The government plans to bring to the witness stand Dr. Sidney Gilman, an 81-year-old retired University of Michigan professor who was also a paid consultant for Elan. During the period that Dr. Gilman worked for Elan, Mr. Martoma cultivated a business and personal relationship with Dr. Gilman and sought his “expert services” to obtain illegal tips, Mr. Devlin-Brown said.

The prosecution’s case turns on the testimony of Dr. Gilman, chairman of the safety committee for the trial of the Alzheimer’s drug, Mr. Strassberg said.

But his testimony has been a “moving target,” he added. Mr. Strassberg sought to discredit Dr. Gilman, who has reached a nonprosecution agreement with the government.

Mr. Strassberg told the jury that the government made Dr. Gilman an offer he couldn’t refuse: immunity in exchange for his cooperation. The deal was “a free pass as long as he agreed to say that he had tipped off Mathew Martoma,” he said.

While Dr. Gilman and Mr. Martoma exchanged emails and their meetings together were documented, there is no evidence to show exactly what they discussed, Mr. Strassberg said.

Mr. Strassberg also raised questions about Dr. Gilman’s memory. When he was meeting with Mr. Martoma, Mr. Strassberg said, Dr. Gilman was undergoing chemotherapy treatment for cancer and was taking prednisone, a drug that can cause side effects of “confusion.”

“The prosecution’s case does not add up,” he told the jury.

On Friday afternoon, the jury also heard testimony from the government’s first witness, Timothy W. Jandovitz, a former trader at SAC who worked with Mr. Martoma. Mr. Jandovitz, who was responsible for executing the trades for Mr. Martoma and two other portfolio managers, told the jury that he did not know that Mr. Martoma had sold his entire position in Elan.
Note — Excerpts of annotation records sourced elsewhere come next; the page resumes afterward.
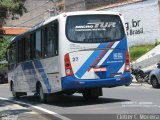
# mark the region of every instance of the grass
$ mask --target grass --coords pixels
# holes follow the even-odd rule
[[[151,45],[140,45],[132,46],[129,48],[131,61],[137,60],[139,57],[150,51],[155,47],[154,44]]]

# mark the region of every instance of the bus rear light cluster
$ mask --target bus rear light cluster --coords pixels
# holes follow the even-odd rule
[[[129,58],[129,52],[128,50],[126,51],[126,61],[125,61],[125,72],[130,72],[130,58]]]
[[[69,54],[66,54],[64,57],[64,65],[65,65],[66,76],[72,76],[73,70],[72,70]]]

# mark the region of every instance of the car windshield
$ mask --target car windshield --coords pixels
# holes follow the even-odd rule
[[[124,28],[118,15],[69,16],[66,36],[71,42],[101,43],[121,40]]]

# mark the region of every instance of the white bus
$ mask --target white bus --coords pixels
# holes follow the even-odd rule
[[[82,93],[102,96],[102,87],[130,83],[124,21],[119,13],[63,13],[16,36],[7,51],[14,97]]]

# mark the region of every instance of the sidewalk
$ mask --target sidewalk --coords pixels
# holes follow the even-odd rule
[[[30,108],[0,99],[0,120],[47,120]]]

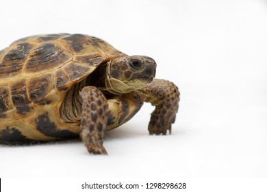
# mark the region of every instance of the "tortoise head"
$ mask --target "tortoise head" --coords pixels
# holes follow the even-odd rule
[[[155,60],[147,56],[115,58],[107,64],[106,88],[116,94],[141,89],[153,82],[156,66]]]

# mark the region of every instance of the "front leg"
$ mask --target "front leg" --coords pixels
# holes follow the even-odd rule
[[[81,107],[80,136],[89,153],[107,154],[103,143],[107,123],[108,105],[104,95],[94,86],[84,87],[80,95]]]
[[[84,87],[80,136],[89,153],[107,154],[103,146],[106,130],[115,128],[131,119],[143,104],[139,92],[115,96],[108,100],[94,86]]]
[[[171,124],[175,121],[178,111],[179,93],[172,82],[164,80],[154,80],[142,92],[147,96],[145,101],[155,106],[149,124],[150,134],[171,133]]]

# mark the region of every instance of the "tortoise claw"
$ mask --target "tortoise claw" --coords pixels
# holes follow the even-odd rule
[[[85,134],[87,134],[86,136],[85,136]],[[83,135],[83,138],[86,138],[83,142],[89,153],[93,154],[107,154],[107,151],[103,146],[103,141],[99,139],[99,138],[90,135],[87,130],[83,130],[81,135]]]

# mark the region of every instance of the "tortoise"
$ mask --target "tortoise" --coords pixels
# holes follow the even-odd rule
[[[155,106],[150,134],[170,134],[179,92],[154,79],[155,60],[129,56],[84,34],[20,39],[0,51],[0,142],[21,145],[80,136],[89,153],[107,154],[106,130]]]

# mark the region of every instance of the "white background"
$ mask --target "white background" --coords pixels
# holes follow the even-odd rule
[[[266,1],[1,0],[1,49],[58,32],[153,58],[181,92],[173,134],[148,134],[148,104],[107,132],[107,156],[78,140],[0,145],[0,177],[266,178]]]

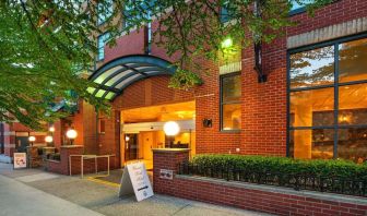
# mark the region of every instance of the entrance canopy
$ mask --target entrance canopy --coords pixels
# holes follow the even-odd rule
[[[98,86],[87,91],[96,97],[113,100],[134,82],[155,75],[173,75],[175,71],[175,65],[157,57],[120,57],[105,63],[90,76]]]

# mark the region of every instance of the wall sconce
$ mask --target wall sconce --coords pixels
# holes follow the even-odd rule
[[[31,142],[31,146],[33,146],[33,143],[36,141],[36,137],[33,136],[33,135],[31,135],[31,136],[28,137],[28,141]]]
[[[78,133],[74,129],[70,129],[69,131],[67,131],[67,136],[70,140],[70,145],[73,144],[75,137],[76,137]]]
[[[212,119],[203,119],[203,127],[204,128],[212,128],[213,127],[213,120]]]

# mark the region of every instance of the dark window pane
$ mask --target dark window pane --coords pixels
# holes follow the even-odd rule
[[[106,133],[106,121],[104,119],[99,119],[99,133]]]
[[[363,163],[367,159],[367,128],[340,129],[338,157]]]
[[[240,104],[223,105],[222,110],[222,129],[239,130],[240,129]]]
[[[339,82],[367,80],[367,38],[339,46]]]
[[[339,88],[339,123],[367,124],[367,84]]]
[[[222,103],[240,101],[240,75],[222,79]]]
[[[291,88],[334,82],[334,47],[322,47],[291,56]]]
[[[289,154],[301,159],[330,159],[333,157],[332,129],[294,130],[289,134]]]
[[[97,44],[97,48],[98,48],[98,55],[97,55],[97,60],[103,60],[105,58],[105,44],[108,41],[109,39],[109,33],[105,33],[103,35],[98,36],[98,44]]]
[[[320,127],[334,123],[334,89],[291,93],[291,125]]]

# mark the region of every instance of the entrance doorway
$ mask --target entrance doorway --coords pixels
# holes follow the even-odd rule
[[[121,110],[121,164],[141,160],[153,168],[153,148],[190,148],[196,152],[196,103],[186,101]],[[175,121],[180,131],[166,136],[163,128]]]
[[[4,136],[4,124],[0,123],[0,154],[4,154],[5,151],[5,136]]]
[[[138,159],[138,134],[125,134],[125,158],[126,160]]]

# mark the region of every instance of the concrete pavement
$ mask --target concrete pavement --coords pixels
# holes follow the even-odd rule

On July 29, 2008, the day that Elan announced its failed trial, Mr. Jandovitz’s computer system still said Mr. Martoma had a significant position in Elan. When he returned to the office the next day, the hedge fund had no position in the stock.

Mr. Jandovitz said he was later told that, “Steve Cohen directed Mathew Martoma not to inform me of our decision to sell the stock.”

Over the course of the week, which included three days of jury selection, the presiding judge, Paul G. Gardephe, made several rulings that could alter proceedings of the trial, which is expected to last up to four weeks.

These included a ruling that prevents prosecutors from using evidence that Mr. Martoma fainted when first confronted by F.B.I. agents on the front lawn of his million-dollar home in Boca Raton, Fla., in November 2011.

He also ruled to exclude a May 2012 deposition by Mr. Cohen, SAC’s founder, in which he told Securities and Exchange Commission investigators that he sold shares of Wyeth after discussing the company with another analyst at SAC. The defense argued the evidence would help exonerate Mr. Martoma.